When the land is more valuable, landlords can and do force workers to pay higher rent for its use. All increased benefits from growth are therefore "intercepted," and labor and capital (4) become relatively worse off (George P&P:283).
[T]hus all the advantages gained by the march of progress go to the owners of land, and wages do not increase. Wages cannot increase; for the greater the earnings of labor the greater the price that labor must pay out of its earnings for the opportunity to make any earnings at all. The mere laborer has thus no more interest in the general advance of productive power than the Cuban slave has in the advance in the price of sugar. (George P&P:283)
Land speculation can, however, make workers lose absolute, as well as relative, ground as society progresses. During an economic upswing, some speculators deliberately withdraw land from production, holding it only for the anticipated appreciation in its price. They therefore accelerate the increase in rent (5) both by increasing the demand for land and by reducing the amount in use, pushing production prematurely out to inferior margins. Hence,
the condition of the free laborer [may] be positively, as well as relatively, changed for the worse by the increase in the productive power of his labor. For begotten of the continuous advance of rents, arises a speculative tendency which discounts the effect of future improvements by a still further advance of rent, and thus tends, where this has not occurred from the normal advance of rent, to drive wages down to the slave point--the point at which the laborer can just live. (George P&P:283)

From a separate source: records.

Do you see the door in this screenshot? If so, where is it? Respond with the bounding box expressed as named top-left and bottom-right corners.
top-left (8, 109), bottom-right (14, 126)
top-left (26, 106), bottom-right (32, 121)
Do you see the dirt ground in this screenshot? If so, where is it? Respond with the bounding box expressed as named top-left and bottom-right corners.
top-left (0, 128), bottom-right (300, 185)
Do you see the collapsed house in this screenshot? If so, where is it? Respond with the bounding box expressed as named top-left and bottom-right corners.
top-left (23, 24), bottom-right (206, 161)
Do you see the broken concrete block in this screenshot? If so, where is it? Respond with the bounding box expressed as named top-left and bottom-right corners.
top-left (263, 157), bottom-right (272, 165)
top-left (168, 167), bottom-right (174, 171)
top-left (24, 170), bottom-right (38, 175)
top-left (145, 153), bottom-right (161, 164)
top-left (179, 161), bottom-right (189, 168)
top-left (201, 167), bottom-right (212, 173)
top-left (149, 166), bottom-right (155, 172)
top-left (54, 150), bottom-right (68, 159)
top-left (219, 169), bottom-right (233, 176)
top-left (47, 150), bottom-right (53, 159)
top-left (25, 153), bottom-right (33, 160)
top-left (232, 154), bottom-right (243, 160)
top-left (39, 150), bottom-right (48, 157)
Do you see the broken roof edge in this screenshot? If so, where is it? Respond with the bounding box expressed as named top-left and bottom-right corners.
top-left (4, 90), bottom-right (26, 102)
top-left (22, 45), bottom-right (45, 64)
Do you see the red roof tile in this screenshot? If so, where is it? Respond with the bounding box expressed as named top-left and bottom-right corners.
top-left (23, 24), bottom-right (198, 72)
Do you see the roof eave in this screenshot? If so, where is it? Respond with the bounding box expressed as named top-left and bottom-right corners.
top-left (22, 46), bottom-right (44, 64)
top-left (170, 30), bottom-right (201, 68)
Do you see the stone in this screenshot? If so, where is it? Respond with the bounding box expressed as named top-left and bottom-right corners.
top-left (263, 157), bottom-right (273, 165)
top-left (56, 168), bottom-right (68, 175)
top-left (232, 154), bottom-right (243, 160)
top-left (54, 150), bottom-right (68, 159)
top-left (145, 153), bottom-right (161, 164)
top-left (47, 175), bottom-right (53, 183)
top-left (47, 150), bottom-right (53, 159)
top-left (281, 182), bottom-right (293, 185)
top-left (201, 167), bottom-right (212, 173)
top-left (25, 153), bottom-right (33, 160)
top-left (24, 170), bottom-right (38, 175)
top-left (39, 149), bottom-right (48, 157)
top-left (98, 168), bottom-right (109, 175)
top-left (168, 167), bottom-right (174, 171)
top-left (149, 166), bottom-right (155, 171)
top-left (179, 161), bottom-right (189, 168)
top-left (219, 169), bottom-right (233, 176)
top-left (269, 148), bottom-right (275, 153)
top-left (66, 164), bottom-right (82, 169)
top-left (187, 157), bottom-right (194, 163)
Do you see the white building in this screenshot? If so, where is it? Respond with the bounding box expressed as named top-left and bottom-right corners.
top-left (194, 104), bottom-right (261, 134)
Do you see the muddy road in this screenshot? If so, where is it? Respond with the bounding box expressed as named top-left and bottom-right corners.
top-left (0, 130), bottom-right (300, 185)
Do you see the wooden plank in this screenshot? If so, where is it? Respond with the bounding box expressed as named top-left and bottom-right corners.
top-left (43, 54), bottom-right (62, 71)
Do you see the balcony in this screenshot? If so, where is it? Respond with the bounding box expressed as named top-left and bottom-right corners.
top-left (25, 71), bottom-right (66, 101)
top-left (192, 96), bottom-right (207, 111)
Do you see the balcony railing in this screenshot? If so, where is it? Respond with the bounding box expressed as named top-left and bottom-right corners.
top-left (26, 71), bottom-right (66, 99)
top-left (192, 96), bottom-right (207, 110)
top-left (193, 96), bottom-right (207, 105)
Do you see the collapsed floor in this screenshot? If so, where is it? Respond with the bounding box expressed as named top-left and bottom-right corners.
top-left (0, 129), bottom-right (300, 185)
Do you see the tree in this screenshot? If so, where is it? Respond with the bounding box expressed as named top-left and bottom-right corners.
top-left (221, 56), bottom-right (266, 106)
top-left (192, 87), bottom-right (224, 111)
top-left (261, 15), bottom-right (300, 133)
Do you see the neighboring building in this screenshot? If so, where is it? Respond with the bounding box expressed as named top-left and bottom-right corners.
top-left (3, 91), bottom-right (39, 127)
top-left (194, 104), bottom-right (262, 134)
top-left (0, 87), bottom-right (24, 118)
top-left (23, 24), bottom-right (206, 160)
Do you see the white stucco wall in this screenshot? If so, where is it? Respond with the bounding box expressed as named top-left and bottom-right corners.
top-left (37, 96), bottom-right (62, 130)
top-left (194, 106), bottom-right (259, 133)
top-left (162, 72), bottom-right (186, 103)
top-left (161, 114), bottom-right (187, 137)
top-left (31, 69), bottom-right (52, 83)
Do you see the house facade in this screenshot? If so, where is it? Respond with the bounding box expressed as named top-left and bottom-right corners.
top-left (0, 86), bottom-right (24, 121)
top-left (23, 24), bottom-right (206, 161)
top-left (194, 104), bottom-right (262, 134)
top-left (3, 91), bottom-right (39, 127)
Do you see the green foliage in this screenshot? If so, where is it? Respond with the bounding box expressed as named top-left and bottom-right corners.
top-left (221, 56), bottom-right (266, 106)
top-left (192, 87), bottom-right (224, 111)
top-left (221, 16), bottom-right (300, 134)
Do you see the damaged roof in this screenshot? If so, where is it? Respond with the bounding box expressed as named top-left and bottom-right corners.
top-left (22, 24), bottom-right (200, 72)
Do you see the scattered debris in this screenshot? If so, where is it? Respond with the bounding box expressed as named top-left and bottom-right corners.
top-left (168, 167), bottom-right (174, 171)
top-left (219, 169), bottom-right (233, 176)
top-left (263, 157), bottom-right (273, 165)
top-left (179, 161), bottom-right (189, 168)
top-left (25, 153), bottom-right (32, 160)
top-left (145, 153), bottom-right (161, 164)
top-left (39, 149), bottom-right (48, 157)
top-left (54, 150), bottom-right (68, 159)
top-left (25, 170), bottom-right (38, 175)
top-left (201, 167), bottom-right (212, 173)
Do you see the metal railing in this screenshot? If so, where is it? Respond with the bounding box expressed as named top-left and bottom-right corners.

Thus can landlords over time "command all the fruits of labor save enough to enable labor to exist," conveying the impression that the world operates according to Malthusian principles because Malthusian predictions are confirmed (George, P&P, 294). In truth, however, poverty is created not by overpopulation but by "the causes which prevent social organization from taking its natural development and labor from securing its full return" (George P&P:122). (6)
Alfred Marshall
Marshall sharply disagrees with George that private land ownership causes poverty in a growing economy. Nothing intrinsic to that process forces people into pauperism. In a free market economy, with its ability to harness individual energy and to sustain incentives, progress improves the plight of all, "though unfortunately at a very slow rate" for the lowest stratum of society (Marshall [1883] 1969:188).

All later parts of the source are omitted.